A third way between Labourism and Leninism?

Crucially, Post argues, it is simply impossible to successfully be both post-social democratic and post-Leninist. Ultimately, it is still necessary for the most advanced, revolutionary elements of the working class to organise independently in their own organisations, separate from reformist parties. This is one of the central lessons of 1917 and the period which followed the Russian Revolution.
The new parties of the left have not 'transcended the pre-1914 social democratic 'twin pillars' organisational norm where the party focused on electoral politics, while the union officialdom directed day-to-day class struggle in the workplace and beyond'. These new parties have reproduced the old challenges of social democracy, dating back to before 1914: 'the contradictions of entering capitalist governments, the relationship of electoral and routine trade union activity and mass, extra-parliamentary struggles, and the issues of war and peace'.

None of this remotely means that the new left parties are unimportant and should be disregarded. It does, however, strongly suggest that independent revolutionary organisation - and the united front method, whereby revolutionaries work with  those who have reformist consciousness in extra-parliamentary struggles over shared demands - is as necessary as ever.
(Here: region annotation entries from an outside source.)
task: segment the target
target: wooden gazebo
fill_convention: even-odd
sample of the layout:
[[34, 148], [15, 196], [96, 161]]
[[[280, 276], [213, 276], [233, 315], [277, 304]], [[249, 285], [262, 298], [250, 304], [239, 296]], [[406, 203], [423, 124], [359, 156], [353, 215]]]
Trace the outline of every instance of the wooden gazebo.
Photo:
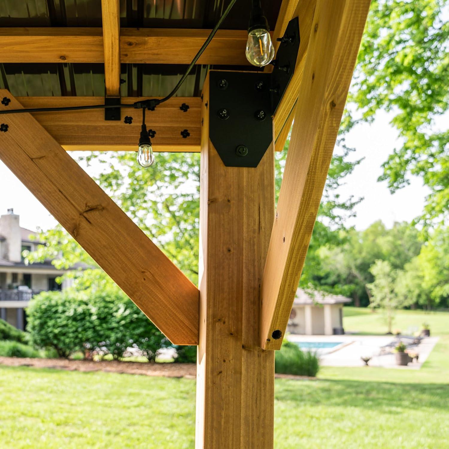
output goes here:
[[[163, 97], [229, 3], [6, 1], [0, 110]], [[260, 161], [242, 162], [247, 148], [232, 146], [237, 162], [225, 164], [223, 141], [233, 122], [217, 121], [216, 110], [224, 98], [217, 76], [219, 88], [230, 83], [227, 108], [241, 114], [250, 100], [235, 102], [230, 80], [240, 78], [233, 77], [249, 71], [271, 79], [279, 70], [261, 71], [247, 61], [248, 0], [238, 0], [180, 96], [147, 112], [155, 151], [201, 153], [199, 288], [66, 152], [135, 151], [141, 109], [107, 118], [102, 109], [0, 116], [0, 158], [172, 343], [198, 345], [197, 448], [273, 447], [274, 350], [298, 287], [370, 3], [262, 2], [275, 49], [296, 18], [300, 43], [294, 67], [284, 70], [288, 82], [270, 89], [280, 97], [262, 118], [269, 138], [253, 152]], [[245, 127], [250, 137], [258, 138], [252, 127], [261, 117]], [[274, 152], [294, 118], [275, 211]]]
Post looks to 'the revival of the rational core of Leninism - the transcendence of the division of labour between party and unions and movements through the organisation of radical and revolutionary activists who attempt to contest the forces of official reformism over the conduct of mass struggle.'
Finally, Post points out that the political development of left-wing parties is shaped by two especially important factors: the outcome of extra-parliamentary struggles against austerity, and the relative strength within these parties of radical anti-capitalists, who can counter the pressures which are liable to pull such parties in a more moderate direction. Revolutionaries, if they can organise effectively, can influence the direction of credible left-wing parties where they exist. In all countries, whether there is such a party or not, revolutionaries have the challenge of shaping anti-austerity struggle beyond the realm of electoral politics and strengthening the radical anti-capitalist pole within those movements.